Réalisateur:Xavier Durringer
Acteurs:Arnaud Giovaninetti, Gérald Laroche, Claire Keim...
Sortie:1997
Durée:1h55
Genre:Prise de conscience d'une machine à tuer
Note:17/20
Histoire:François est un fils de mac. Depuis tout petit les tueries et les réglements de comptes, il baigne dedans. Quand il a l'âge, il commence à règler des petites affaire puis des braquages, à la grande déception de son père. Un petit braquage qui tourne mal déclenche une véritable guerre des gangs où chacun soit mourrat, soit sera transformé. Pour François et rufin, cette tuerie sans nom sera une prise de consience sur la vie et l'inhumanité qu'il sont en train d'aquèrir. Mais dans ce milieu, il est très difficile de décrocher. Heureusement pour François, il y a Claire, une chanteuse au grand coeur qui donne tout son temps à des oeuvres de charité et qui va insufler à François un semblant de vie.
Avis:On connaissait Durringer au théâtre, mais il y a aussi Durringer derrière la caméra. Pour qui connait ces textes, il sera impossible de ne pas reconnaitre cette virulence cru et amer qui caractérise sa plume. La descente aux enfers est imminente, avec ce générique déjà étouffant et cette première scène choquante, abrupte. Les dès sont lançés et le réalisateur/scénariste a annoncé la couleur: noir. Ensuite, le film se compose de deux parties. Il y a la chute. De scènes de viols en scènes de meurtre, la plongée dans le monde de la nuit des zonards et violente et étouffante. Durringer se sert d'une unique source de lumière: le néon. Lumière pâle, ombre allongées, tout est minutieusement mise en scène pour rendre le spectateur claustrophobe et anxieux. Effet garantie, le sans-gêne de cette bande aux moeurs très douteux dérange voire horrifie e peut en répugner certains.

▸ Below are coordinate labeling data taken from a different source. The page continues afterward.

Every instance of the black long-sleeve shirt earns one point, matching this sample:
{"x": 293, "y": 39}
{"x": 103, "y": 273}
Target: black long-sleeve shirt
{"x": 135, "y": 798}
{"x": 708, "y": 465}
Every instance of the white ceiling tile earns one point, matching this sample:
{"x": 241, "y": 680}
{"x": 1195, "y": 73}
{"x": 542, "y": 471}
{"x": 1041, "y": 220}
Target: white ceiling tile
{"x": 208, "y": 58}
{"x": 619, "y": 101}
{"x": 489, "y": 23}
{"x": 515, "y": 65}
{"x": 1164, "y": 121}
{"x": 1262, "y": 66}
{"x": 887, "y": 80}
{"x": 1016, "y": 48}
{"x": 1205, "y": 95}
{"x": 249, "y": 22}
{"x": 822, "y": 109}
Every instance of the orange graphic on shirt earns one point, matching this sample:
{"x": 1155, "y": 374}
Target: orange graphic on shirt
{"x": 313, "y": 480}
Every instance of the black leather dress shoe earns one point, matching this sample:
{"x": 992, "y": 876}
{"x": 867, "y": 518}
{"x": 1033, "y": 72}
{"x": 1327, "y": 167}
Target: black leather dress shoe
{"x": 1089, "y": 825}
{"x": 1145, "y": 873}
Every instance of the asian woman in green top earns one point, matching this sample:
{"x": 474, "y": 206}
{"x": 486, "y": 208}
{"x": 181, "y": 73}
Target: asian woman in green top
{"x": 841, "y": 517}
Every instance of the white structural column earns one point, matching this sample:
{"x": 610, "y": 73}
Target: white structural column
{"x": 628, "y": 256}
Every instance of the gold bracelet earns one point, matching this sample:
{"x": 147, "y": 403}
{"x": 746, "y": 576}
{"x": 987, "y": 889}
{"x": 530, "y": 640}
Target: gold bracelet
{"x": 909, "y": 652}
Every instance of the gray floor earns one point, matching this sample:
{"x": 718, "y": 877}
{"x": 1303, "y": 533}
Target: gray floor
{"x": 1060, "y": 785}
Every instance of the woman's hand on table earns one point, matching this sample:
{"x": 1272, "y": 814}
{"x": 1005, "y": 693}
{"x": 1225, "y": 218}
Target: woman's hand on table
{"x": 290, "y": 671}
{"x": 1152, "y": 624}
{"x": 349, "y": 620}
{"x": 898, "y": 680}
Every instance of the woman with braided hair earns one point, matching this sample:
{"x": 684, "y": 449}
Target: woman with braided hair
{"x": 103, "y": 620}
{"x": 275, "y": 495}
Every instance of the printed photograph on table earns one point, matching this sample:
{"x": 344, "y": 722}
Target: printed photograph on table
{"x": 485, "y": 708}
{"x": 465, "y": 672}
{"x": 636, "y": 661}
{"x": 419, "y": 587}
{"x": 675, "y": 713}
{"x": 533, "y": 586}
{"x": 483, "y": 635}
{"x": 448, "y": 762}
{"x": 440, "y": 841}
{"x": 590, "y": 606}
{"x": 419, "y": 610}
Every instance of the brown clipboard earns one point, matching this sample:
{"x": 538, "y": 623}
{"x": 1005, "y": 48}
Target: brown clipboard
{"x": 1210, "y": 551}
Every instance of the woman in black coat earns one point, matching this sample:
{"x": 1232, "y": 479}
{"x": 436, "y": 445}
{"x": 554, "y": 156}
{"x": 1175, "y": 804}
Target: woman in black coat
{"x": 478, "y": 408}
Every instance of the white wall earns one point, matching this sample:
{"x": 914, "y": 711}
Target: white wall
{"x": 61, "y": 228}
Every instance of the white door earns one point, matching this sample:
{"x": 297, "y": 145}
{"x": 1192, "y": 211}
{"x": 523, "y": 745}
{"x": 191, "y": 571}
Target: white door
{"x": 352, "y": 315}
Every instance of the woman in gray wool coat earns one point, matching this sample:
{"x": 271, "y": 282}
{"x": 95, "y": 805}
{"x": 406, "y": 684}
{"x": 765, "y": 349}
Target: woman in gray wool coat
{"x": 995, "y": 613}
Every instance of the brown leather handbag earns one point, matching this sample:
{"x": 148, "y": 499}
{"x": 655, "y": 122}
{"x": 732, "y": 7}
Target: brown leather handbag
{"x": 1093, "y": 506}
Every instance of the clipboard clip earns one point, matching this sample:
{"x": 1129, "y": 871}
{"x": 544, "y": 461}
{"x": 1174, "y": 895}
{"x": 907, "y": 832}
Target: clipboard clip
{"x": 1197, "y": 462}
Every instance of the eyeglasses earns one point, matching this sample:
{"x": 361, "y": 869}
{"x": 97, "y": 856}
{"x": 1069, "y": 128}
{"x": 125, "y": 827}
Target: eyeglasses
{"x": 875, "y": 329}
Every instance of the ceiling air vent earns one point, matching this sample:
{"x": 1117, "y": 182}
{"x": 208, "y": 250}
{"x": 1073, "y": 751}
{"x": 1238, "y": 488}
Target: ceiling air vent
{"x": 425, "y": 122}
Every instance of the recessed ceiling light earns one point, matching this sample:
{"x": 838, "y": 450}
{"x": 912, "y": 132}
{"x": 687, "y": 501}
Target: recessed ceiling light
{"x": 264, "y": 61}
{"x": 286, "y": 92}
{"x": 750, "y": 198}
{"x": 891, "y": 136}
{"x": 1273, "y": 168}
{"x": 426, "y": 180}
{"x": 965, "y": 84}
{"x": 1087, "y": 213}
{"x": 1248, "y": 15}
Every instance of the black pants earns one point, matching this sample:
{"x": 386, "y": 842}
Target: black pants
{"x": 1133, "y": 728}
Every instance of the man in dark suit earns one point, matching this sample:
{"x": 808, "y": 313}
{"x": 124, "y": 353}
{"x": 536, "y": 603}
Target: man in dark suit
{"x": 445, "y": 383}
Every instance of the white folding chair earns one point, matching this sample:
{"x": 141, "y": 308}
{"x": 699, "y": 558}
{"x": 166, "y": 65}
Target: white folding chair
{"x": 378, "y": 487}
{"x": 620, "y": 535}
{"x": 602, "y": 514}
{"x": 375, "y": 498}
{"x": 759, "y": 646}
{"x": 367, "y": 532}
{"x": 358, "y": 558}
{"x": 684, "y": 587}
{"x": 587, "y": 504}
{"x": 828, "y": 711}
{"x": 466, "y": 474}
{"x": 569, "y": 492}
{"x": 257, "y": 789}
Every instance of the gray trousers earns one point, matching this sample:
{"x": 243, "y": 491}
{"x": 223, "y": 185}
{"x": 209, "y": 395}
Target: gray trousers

Mais il serait dommage de s'arrêter là où tout commence. La prise de conscience se fai languir mais pointe le bout de son nez. François et Rufin se détachentet prenent l'air... pour inlassablement se faire reprendre par se désir de vengeance. Mais le coeur renaît et malgrès les chutes, l'espoir, en la personne de Claire prend de plus en plus d'importance. L'amitié nait aussi avec vigueur entre ces deux personnages voire même une pointe d'amour mais très suggérée. Pour finalement arriver à la renaissance, la purification (image de la douche à la fin relativement explicite). Pas intacts même plutôt amochés.
La mise en scène de Durringer est méthodique et rempli de cohésion. Malgrès les deux parties apparentes, le film est une unité de noirceur et le réalisateur met tout en oeuvre pour créer un univers incroyablement prenant. Rarement un polar avait été aussi bien mis en scène. Le scénario presque muet et plein de non-dits est délicat et entraînant avec une écriture crue mais étrangement poétique. Enfin que serait le film sans acteurs. Si Gérald Laroche (Trois huit...) est le plus nuancé et sublime, Arnaud Giovaninetti (Au secour j'ai trente ans...) va de paire avec lui et leur amitié sent le naturel et l'émouvant. Claire Keim en bouée de secours est angélique et héroïque et surprend. Pour sûr, ça change des Maîtres du Zodiaque! Epoustoufflant, le coeur doit rester bien accrocher pour supporter la scène du viol ou celle de torture de François.